What's really sad is that there's a market for an intelligently-written music magazine with a diverse spectrum of music, new and old, being covered, aimed at an audience of people over 30 years old, the "fifty-quid man," as the Guardian put it in an article way back in March. These are the people who are driving the market, who are buying Mojo at whatever exorbitant import price it commands, and buying it a month late, at that, in most parts of the country. They also buy other significant things, like cars and computers and booze and other high-dollar advertising targets. If the best attempt to serve them is Tracks, then Mojo is going to own the market until someone comes up with competition for them.

And that's probably not about to happen. Right at the moment, I sense a real fear running through the media. Some of this is, of course, due to the repression being rained down on broadcast media by the current administration. Some of it is also doubtless the result of people waiting to see if there'll be regime change in twelve days. It's my guess that if Kerry prevails, there will be a gigantic exhalation of held breath and things will loosen up considerably -- including purse-strings. But right now is not the time to start anything, as far as the overall mood is concerned. Hell, there are too many people applying for passports and investigating expatriation in Canada and New Zealand. The idea that America might have a future would do us all some good.

Anyway, my main disappointment is that this article would have bought me at least a month's rent, and now that's not going to happen.
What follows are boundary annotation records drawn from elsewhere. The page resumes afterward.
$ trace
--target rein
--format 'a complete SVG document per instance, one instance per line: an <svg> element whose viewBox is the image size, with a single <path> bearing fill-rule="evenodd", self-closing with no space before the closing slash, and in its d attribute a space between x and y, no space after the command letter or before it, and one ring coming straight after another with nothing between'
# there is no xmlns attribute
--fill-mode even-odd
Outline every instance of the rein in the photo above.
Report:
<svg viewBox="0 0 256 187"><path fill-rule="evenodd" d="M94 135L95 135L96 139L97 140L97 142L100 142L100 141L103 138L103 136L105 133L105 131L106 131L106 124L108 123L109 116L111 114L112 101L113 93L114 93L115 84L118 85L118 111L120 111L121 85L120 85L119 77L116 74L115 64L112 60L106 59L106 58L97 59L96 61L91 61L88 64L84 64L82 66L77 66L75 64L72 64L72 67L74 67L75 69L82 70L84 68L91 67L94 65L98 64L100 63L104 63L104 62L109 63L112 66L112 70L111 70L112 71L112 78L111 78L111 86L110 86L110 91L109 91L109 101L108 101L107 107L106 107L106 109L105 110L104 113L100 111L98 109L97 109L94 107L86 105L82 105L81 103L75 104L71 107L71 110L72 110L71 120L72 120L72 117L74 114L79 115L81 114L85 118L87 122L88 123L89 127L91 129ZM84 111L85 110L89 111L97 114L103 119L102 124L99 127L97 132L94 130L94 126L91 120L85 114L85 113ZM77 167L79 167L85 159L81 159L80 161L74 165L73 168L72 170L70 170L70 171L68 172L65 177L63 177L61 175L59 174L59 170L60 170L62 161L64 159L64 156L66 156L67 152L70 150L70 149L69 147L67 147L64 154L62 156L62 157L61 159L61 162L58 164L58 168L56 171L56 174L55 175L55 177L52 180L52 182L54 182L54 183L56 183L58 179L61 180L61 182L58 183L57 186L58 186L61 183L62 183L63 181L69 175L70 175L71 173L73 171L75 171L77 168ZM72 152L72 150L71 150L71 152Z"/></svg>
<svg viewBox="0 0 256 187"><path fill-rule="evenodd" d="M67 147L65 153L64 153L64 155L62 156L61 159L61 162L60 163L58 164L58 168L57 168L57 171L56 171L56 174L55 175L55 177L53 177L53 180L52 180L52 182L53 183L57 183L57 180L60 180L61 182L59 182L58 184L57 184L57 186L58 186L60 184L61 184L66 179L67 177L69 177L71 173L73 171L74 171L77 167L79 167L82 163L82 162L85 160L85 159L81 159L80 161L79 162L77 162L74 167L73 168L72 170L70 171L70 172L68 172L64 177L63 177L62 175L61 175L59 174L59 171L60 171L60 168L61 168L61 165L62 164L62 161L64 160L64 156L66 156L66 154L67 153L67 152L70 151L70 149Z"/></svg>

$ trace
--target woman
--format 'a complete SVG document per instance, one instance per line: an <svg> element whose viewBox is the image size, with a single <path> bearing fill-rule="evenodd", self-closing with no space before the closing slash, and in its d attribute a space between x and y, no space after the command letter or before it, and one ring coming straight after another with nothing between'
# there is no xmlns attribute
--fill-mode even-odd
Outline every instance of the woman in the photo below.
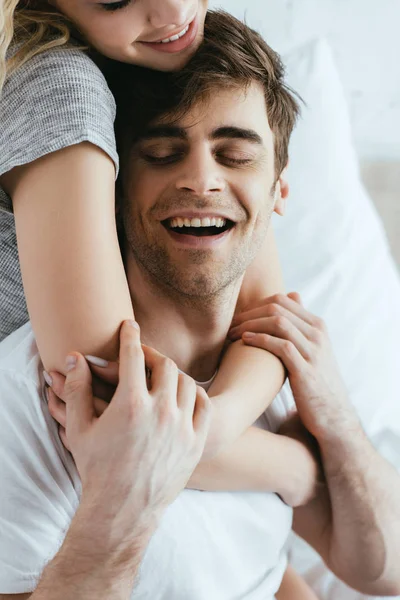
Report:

And I was wrong in my last post: I have five cents, not four. And I have enough food to last me through tomorrow evening. After that, though, if there isn't any money around, I'm going to be fasting this weekend. Involuntarily.

1 comment:

Cyn said...

Aw, hell, Ed, I hate when that happens. Perhaps Alan *can* write, but you wouldn't know it from the Slate diary he did for Slate at SXSW. My friends (who've now cancelled their subscriptions) say that the communication is just as bad on the buying end, for what it's worth.